GSD's can have spots of white 

Really cute pup! :wub:


----------



## Bella67 (Jun 22, 2014)

Chloe had some white on her when she was a puppy but it went away as she grew older.


----------



## marreromcp (Oct 15, 2014)

White is normal on a GSD... Mine has a bit of white on chest. Also, puppys coats change big time as they start to get older. My pup was almost all black but started getting the nice sable after 4 months.  

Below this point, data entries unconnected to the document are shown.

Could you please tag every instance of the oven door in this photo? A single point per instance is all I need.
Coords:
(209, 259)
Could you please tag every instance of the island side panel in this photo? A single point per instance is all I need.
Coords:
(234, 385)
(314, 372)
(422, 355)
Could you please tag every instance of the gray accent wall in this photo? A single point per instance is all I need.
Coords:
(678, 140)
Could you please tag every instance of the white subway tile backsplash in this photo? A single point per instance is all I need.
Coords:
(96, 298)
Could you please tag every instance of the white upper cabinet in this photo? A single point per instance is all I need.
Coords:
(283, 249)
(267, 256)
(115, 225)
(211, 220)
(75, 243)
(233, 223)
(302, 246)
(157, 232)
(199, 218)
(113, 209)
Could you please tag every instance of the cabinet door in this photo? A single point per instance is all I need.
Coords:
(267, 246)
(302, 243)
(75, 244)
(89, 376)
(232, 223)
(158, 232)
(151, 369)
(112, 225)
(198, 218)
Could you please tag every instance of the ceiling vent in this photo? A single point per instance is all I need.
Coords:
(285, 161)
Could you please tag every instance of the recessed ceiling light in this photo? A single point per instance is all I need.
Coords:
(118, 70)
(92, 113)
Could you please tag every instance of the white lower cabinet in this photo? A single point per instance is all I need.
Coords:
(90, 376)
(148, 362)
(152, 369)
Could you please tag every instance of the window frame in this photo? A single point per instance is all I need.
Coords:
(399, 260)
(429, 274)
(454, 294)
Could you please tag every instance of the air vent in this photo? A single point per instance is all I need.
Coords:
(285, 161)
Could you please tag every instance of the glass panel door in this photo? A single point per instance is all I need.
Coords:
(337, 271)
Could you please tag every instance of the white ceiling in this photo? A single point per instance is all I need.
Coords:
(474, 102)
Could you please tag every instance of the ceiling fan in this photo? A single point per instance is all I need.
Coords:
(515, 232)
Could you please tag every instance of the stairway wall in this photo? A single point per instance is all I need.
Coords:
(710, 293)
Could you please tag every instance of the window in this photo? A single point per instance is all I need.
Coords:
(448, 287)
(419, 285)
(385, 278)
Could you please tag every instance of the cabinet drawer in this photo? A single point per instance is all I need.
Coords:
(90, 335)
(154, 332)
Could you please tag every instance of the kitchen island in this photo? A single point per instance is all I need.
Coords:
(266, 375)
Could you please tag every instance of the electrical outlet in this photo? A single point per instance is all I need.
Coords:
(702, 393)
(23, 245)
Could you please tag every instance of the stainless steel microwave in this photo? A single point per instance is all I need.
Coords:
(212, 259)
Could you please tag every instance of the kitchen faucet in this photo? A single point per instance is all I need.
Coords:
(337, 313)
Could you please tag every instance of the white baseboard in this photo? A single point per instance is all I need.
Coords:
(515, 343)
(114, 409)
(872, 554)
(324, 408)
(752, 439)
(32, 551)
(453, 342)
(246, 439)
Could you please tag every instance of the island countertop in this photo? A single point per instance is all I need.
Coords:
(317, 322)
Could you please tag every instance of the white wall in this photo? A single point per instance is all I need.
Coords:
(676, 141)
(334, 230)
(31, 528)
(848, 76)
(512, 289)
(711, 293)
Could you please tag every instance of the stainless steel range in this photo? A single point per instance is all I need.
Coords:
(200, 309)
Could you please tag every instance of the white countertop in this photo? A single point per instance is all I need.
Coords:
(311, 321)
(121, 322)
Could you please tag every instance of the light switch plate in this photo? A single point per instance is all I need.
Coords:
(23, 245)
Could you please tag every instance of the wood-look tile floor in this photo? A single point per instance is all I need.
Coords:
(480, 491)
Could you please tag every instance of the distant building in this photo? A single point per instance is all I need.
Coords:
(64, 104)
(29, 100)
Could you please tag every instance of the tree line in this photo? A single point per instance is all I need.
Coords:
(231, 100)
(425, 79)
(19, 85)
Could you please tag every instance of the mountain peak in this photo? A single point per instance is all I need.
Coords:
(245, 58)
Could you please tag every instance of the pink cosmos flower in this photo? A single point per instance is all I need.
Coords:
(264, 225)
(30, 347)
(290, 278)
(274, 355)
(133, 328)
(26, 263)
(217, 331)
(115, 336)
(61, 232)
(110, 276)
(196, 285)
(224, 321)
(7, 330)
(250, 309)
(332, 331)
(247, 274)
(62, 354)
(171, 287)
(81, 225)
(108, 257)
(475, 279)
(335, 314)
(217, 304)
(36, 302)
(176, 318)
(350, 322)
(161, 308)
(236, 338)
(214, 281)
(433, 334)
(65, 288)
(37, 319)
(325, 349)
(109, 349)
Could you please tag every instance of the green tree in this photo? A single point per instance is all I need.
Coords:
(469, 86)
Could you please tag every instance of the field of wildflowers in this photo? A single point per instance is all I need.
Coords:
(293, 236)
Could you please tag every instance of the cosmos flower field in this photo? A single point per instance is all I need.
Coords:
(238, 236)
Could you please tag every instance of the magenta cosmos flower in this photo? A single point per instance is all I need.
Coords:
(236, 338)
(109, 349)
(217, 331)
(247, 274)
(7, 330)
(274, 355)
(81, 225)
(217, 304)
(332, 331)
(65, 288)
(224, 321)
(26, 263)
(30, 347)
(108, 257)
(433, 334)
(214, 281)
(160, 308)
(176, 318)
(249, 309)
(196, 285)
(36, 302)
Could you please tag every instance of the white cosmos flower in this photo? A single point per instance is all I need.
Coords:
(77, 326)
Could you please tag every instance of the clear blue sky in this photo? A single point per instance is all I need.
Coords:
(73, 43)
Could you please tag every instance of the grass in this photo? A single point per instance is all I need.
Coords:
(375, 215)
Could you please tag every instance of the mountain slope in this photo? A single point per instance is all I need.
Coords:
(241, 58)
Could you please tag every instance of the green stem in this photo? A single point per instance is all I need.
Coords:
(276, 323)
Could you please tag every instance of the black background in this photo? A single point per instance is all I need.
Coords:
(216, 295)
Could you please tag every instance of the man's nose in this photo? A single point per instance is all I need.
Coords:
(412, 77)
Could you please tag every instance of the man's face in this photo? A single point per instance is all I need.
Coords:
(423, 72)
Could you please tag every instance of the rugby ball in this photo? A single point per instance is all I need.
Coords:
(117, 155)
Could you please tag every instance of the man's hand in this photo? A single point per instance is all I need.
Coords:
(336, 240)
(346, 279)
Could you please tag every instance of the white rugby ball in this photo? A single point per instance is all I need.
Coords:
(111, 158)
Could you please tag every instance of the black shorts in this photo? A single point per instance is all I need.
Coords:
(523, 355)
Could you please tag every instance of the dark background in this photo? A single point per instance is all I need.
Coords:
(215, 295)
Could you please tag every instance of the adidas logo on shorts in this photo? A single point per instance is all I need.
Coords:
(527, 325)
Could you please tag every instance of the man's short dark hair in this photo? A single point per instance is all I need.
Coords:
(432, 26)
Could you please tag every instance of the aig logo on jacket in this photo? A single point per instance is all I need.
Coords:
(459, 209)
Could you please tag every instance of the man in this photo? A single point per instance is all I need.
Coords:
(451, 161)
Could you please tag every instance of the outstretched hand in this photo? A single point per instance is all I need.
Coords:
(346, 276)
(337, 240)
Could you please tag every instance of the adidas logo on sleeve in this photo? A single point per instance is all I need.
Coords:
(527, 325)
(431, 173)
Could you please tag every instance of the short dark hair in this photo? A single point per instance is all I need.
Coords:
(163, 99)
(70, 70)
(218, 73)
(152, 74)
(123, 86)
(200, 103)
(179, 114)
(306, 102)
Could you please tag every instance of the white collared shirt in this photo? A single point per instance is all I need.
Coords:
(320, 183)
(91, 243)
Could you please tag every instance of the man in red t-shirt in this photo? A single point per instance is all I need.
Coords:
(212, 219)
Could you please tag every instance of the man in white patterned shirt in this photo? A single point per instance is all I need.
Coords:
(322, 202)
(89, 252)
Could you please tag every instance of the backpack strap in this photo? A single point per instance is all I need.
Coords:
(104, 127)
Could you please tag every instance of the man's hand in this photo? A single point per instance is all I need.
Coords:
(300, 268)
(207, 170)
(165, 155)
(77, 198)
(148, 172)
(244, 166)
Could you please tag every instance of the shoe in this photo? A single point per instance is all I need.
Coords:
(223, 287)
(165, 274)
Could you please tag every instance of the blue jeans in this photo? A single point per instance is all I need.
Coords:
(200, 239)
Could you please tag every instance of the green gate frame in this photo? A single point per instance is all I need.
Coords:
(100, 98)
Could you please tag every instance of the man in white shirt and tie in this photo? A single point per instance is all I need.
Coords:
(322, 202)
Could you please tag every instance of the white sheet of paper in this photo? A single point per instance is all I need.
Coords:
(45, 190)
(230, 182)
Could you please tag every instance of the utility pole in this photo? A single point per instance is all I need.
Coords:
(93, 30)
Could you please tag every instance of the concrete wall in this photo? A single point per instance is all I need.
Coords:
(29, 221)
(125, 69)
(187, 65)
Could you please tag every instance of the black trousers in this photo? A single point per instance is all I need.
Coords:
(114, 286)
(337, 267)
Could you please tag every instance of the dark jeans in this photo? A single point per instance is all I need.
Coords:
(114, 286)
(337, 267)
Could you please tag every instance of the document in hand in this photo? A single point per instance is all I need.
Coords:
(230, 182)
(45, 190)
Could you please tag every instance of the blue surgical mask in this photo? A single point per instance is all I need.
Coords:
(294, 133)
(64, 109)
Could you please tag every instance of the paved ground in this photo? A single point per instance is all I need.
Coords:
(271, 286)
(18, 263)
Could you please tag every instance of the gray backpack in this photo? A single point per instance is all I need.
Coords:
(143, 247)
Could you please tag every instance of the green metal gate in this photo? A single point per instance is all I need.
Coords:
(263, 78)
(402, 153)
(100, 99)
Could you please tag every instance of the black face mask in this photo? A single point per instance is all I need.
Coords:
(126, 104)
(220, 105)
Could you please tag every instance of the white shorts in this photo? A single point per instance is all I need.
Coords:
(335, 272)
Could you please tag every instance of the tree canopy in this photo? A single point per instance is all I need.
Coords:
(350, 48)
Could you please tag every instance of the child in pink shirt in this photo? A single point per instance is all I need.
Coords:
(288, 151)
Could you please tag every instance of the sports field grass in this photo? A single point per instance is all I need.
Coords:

Looks like a medium length coat. 



isabelm said:


> I got Thomas Jefferson (TJ) off of craigslist (I know, I know) from a woman who claimed her two dogs accidentally made a litter of puppies. Dad was GSD, mom was a black lab. She showed pictures of the parents and I believed her. Not saying she was lying, but I'm now wondering if TJ truly is a GSD/lab mix puppy? He has white hair on his chest, which neither GSD or labs have? I don't really mind what breeds he has mixed into him...just wondering if anyone has insight! Here he is at about 9 1/2 weeks old...
> 
> ALSO, any idea what his length of coat will be? Thanks!


----------



## Cschmidt88 (Nov 24, 2010)

Yup! Definitely can show the white  My boy is a GSD/Lab cross as well and he has white markings on his toes/forehead/tail.


----------